EpidemicsU.S. COVID-19 Deaths Top the 200,000 Mark

By Lisa Schnirring

Published 23 September 2020

The United States passed the grim milestone of 200,000 deaths from COVID-19 yesterday (22 September) on the first day of fall, cases are rising nationally, and more controversies and developments continue to roil the U.S. response. Currently, the U.S. fatality count from COVID-19 is at 200,477 among 6,882,969 cases that have been reported.

The United States passed the grim milestone of 200,000 deaths from COVID-19 yesterday (22 September) on the first day of fall, cases are rising nationally, and more controversies and developments continue to roil the U.S. response.

Currently, the U.S. fatality count from COVID-19 is at 200,477 among 6,882,969 cases that have been reported, according to the Johns Hopkins online dashboard.

Fatalities Outpace Earlier Projections
To mark reaching the death threshold, the COVID Memorial Project this morning finished placing 20,000 American flags around the Washington Monument.

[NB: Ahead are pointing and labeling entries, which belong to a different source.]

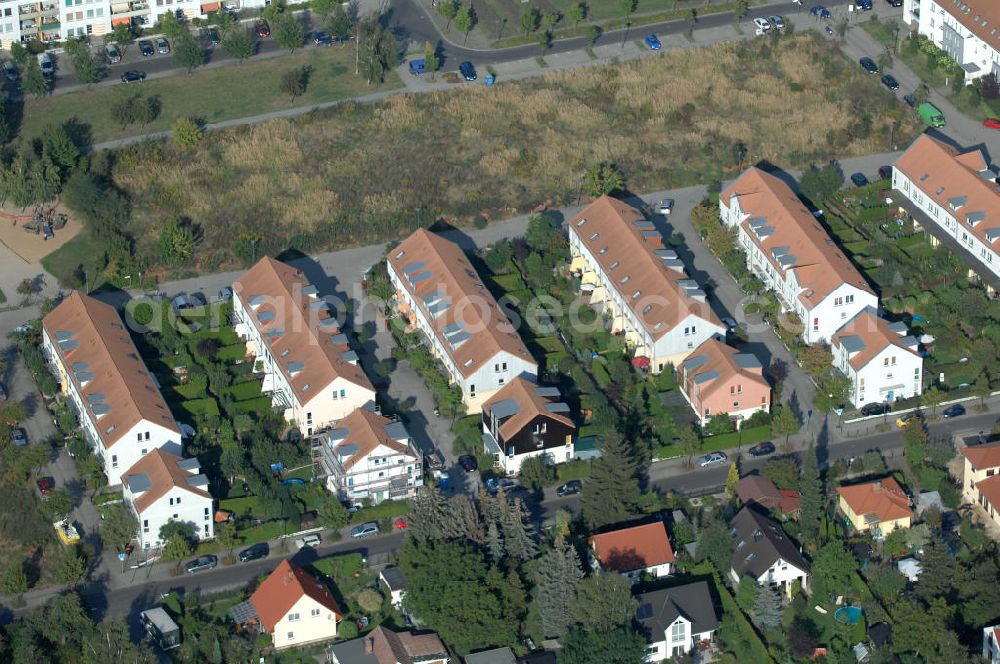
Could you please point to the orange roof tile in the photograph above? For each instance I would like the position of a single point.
(436, 268)
(817, 257)
(301, 331)
(873, 334)
(101, 360)
(164, 474)
(286, 585)
(953, 181)
(625, 252)
(531, 405)
(629, 549)
(884, 498)
(983, 456)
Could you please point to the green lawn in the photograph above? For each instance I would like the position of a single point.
(208, 95)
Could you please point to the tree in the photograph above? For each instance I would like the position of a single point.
(237, 44)
(558, 574)
(529, 18)
(188, 53)
(623, 645)
(603, 179)
(35, 82)
(288, 32)
(465, 20)
(612, 494)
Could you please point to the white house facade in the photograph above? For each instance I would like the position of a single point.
(121, 412)
(641, 285)
(439, 293)
(791, 253)
(967, 30)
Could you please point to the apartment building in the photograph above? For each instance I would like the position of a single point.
(879, 358)
(640, 284)
(118, 403)
(161, 488)
(717, 379)
(788, 249)
(954, 195)
(439, 293)
(968, 30)
(370, 456)
(309, 369)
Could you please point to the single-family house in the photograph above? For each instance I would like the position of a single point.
(383, 646)
(788, 249)
(981, 478)
(633, 551)
(118, 403)
(676, 621)
(309, 369)
(292, 606)
(439, 293)
(640, 283)
(880, 506)
(717, 379)
(879, 358)
(763, 550)
(367, 455)
(523, 420)
(162, 487)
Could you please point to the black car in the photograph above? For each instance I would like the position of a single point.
(957, 410)
(763, 449)
(254, 552)
(874, 409)
(869, 65)
(571, 488)
(133, 76)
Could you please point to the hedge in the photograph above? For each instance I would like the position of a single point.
(207, 406)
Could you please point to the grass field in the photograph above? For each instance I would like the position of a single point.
(210, 95)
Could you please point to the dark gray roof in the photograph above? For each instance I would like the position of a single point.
(659, 609)
(758, 542)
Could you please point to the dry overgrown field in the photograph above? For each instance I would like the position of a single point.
(357, 173)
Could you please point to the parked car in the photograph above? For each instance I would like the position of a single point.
(468, 71)
(874, 409)
(255, 552)
(762, 449)
(712, 458)
(113, 53)
(956, 410)
(365, 530)
(201, 563)
(133, 76)
(311, 541)
(570, 488)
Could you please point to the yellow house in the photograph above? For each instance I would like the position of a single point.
(880, 506)
(981, 478)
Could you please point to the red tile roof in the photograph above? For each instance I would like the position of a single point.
(279, 592)
(633, 548)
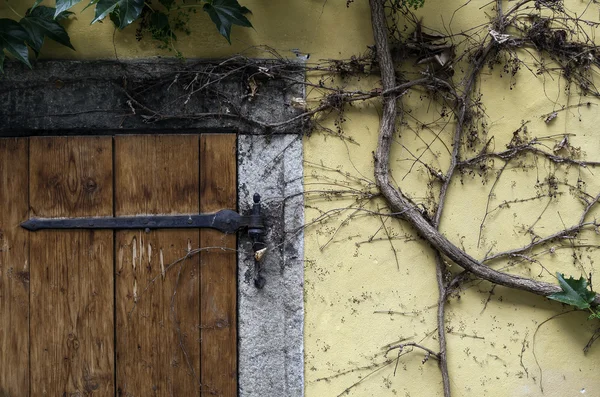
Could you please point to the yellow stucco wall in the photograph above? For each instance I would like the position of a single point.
(356, 288)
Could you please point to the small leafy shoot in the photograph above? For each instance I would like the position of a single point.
(575, 292)
(12, 39)
(63, 5)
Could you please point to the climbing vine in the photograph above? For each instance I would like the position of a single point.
(161, 19)
(447, 73)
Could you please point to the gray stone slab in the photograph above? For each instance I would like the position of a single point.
(271, 320)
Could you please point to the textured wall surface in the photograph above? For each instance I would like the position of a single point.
(369, 280)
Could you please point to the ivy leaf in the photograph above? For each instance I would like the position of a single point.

Earlier this summer, models produced for the White House coronavirus task force predicted that the U.S. death toll could reach 169,890 by Oct 1 and that deaths would drop off in July and August before rising again at the end of September and worsening through October and November.

As fatalities outpace earlier predictions, cases are also rising again, as many predicted, due to schools and colleges resuming and cooler weather drawing more people indoors for their activities. The New York Times tracker recorded at least 54,874 new cases Monday and 428 more deaths, with cases over the past week showing a 7 percent rise compared to the previous 2 weeks.

Part of the rise in cases is likely due to tens of thousands of extra cases in recent weeks as colleges and universities reopen for face-to-face instruction, the Wall Street Journal originally reported based on study to appear on the medRxiv preprint server. The team estimated that 3,200 extra cases a day in the United States wouldn’t have occurred if the schools had kept classes online.

Patterns vary across the United States, and in one promising sign, California’s COVID-19 positivity rate last week fell below 3 percent for the first time, dropping to 2.8 percent, the Los Angeles Times reported.

Political Divides Add More Bumps to Response Road
Meanwhile, several other developments laid bare the ongoing political divide over the virus and its response, and raised new questions about how federal officials are managing the crisis.

At a campaign rally in Ohio Monday, President Trump claimed without evidence that the virus poses hardly any threat to young people and that it affects “virtually nobody”, Politico reported. He acknowledged that older people and those with underlying conditions are affected.